From experience, shortcutting on these purity specifications throws risk on the patient and erodes trust between manufacturers and healthcare providers. In hospitals, I’ve seen cases where contamination—even at low levels—leads to recalls or, worse, patient reactions. Endotoxin control marks another area that cannot be overlooked. Top-tier suppliers routinely include bacterial endotoxin testing (limulus amebocyte lysate LAL) with guaranteed results well below 0.5 EU/mg.
Manufacturers who don’t lock down their process, especially when blending, drying, or packing Polyether, end up facing batch rejections or regulatory scrutiny. The presence of even a small amount of residual organic solvents or cross-contaminants can mean starting over.
Many players invest heavily in in-house labs or partner with third-party testing outfits. High performance liquid chromatography, gas chromatography, and Karl Fischer titration run on every lot. Transparently sharing Certificates of Analysis keeps pharma buyers in the loop.
It’s pretty clear from regulatory documents and recalls that best practices stretch beyond testing. Suppliers who maintain ISO 9001 and GMP certification create more reliability. Some even take things further, applying additional purification—distillation, chromatography columns—to remove trace impurities, meeting even the strictest requirements for injectables and sensitive patients.

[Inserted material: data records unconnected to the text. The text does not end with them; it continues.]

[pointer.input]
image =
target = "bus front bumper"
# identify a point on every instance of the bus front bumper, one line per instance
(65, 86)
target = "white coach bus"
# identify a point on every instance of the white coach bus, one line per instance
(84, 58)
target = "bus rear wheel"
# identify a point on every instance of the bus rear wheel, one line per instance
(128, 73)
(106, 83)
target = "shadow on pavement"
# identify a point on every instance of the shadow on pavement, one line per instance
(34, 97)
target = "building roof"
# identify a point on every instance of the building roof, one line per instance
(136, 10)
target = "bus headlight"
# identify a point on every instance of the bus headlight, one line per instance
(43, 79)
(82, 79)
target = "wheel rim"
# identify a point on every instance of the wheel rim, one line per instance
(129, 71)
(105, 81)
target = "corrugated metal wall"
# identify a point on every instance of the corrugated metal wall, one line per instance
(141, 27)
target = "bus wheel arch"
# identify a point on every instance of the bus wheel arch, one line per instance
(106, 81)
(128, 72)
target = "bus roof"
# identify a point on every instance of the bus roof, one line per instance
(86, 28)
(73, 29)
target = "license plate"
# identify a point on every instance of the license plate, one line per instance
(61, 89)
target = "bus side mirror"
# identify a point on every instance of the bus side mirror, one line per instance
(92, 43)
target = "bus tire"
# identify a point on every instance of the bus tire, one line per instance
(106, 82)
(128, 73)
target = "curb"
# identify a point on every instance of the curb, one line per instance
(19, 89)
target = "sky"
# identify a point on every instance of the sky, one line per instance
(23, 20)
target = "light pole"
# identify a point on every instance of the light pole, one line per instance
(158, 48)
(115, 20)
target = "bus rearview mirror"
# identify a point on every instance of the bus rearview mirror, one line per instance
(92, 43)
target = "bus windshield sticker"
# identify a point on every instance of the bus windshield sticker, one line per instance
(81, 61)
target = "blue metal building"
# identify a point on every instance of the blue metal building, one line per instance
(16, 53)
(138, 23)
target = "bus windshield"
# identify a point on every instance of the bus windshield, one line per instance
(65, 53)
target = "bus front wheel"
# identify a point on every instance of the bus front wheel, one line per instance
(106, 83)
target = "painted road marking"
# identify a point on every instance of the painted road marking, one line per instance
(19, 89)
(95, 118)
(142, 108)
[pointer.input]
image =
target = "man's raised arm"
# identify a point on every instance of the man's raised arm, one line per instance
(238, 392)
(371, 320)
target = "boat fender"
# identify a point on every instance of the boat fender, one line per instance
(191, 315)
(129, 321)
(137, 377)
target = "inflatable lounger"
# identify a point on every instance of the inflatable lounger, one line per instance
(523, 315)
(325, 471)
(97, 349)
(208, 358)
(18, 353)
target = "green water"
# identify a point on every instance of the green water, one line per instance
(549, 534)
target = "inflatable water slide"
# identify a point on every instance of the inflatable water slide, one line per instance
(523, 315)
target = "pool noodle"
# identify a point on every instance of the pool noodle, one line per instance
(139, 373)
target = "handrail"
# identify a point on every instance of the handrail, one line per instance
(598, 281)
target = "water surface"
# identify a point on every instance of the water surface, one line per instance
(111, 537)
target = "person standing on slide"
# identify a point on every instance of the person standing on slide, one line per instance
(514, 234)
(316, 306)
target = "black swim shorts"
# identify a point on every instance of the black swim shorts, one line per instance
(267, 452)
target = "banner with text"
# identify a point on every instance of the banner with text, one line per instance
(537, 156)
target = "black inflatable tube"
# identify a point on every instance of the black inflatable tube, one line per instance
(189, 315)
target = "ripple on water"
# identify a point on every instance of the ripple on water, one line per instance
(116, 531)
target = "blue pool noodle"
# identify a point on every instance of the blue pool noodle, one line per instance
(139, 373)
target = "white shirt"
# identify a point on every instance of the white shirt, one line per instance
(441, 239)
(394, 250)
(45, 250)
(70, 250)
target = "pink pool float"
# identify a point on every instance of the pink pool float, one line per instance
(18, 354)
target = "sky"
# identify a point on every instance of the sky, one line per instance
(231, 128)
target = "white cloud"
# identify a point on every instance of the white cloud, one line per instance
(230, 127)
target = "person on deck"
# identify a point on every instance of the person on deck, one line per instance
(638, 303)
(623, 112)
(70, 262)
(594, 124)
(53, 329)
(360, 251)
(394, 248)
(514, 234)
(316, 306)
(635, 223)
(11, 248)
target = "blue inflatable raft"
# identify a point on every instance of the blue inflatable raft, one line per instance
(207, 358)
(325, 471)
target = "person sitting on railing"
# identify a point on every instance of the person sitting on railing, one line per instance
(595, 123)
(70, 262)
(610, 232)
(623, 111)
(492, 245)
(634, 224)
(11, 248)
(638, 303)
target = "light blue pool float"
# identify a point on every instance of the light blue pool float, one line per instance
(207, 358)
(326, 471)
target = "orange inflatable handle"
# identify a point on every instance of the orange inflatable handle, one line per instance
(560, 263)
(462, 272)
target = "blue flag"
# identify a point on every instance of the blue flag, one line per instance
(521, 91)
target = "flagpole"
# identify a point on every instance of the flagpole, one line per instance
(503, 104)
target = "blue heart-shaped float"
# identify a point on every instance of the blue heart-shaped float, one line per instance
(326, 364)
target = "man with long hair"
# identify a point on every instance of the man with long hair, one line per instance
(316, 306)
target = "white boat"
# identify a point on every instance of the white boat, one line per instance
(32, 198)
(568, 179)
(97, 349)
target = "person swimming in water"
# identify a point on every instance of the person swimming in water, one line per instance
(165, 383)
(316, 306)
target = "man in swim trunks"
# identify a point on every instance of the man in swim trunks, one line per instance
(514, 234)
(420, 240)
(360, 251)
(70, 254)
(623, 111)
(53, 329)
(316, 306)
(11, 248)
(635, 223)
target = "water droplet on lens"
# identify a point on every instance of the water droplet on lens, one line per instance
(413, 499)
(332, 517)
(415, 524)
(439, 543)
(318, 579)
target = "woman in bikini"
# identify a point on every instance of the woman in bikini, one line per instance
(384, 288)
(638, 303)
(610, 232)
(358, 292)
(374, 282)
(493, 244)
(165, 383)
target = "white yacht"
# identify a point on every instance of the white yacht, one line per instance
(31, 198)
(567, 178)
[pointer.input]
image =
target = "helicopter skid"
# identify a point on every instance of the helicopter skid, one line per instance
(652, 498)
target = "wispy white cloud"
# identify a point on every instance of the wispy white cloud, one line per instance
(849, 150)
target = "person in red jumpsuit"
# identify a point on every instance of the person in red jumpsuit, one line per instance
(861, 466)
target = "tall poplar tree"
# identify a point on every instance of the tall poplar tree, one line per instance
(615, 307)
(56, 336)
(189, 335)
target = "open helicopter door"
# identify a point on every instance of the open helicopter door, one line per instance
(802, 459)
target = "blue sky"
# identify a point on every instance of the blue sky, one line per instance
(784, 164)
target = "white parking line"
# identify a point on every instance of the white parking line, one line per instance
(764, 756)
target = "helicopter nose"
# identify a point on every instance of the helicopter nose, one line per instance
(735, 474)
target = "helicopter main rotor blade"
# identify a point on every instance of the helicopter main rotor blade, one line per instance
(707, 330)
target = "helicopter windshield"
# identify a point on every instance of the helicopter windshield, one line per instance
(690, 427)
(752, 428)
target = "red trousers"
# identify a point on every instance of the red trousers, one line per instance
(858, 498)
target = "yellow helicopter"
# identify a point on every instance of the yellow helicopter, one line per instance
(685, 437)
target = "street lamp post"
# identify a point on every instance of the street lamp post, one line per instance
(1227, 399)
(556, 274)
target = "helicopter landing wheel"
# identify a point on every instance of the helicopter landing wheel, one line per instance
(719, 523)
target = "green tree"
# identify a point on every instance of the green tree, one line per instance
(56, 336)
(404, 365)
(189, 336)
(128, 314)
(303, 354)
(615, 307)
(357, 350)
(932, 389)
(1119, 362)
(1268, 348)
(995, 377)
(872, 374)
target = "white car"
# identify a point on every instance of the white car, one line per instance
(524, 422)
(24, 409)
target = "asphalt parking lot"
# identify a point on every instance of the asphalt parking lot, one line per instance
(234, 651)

Drug makers—whether working with generics or specialty applications—watch these numbers closely. Consistency leads to predictability during tableting and capsule filling. Patients and pharmacies depend on drugs behaving the same way from one month to the next.
More players in the supply chain are demanding digital traceability. Smarter batch tracking and QR-coded Certificates of Analysis have started making waves in the industry. It allows quick response if an impurity does crop up. That extra accountability isn’t just for show; it lessens batch variability and boosts peace of mind on both sides of the prescription pad.
Ongoing refinement in Polyether purification and thorough third-party validation provide a better shot at safety. That matters whether someone’s making life-saving injectables or over-the-counter meds. The numbers printed on a spec sheet only matter if they’re real, validated, and understood as more than paperwork—they protect people.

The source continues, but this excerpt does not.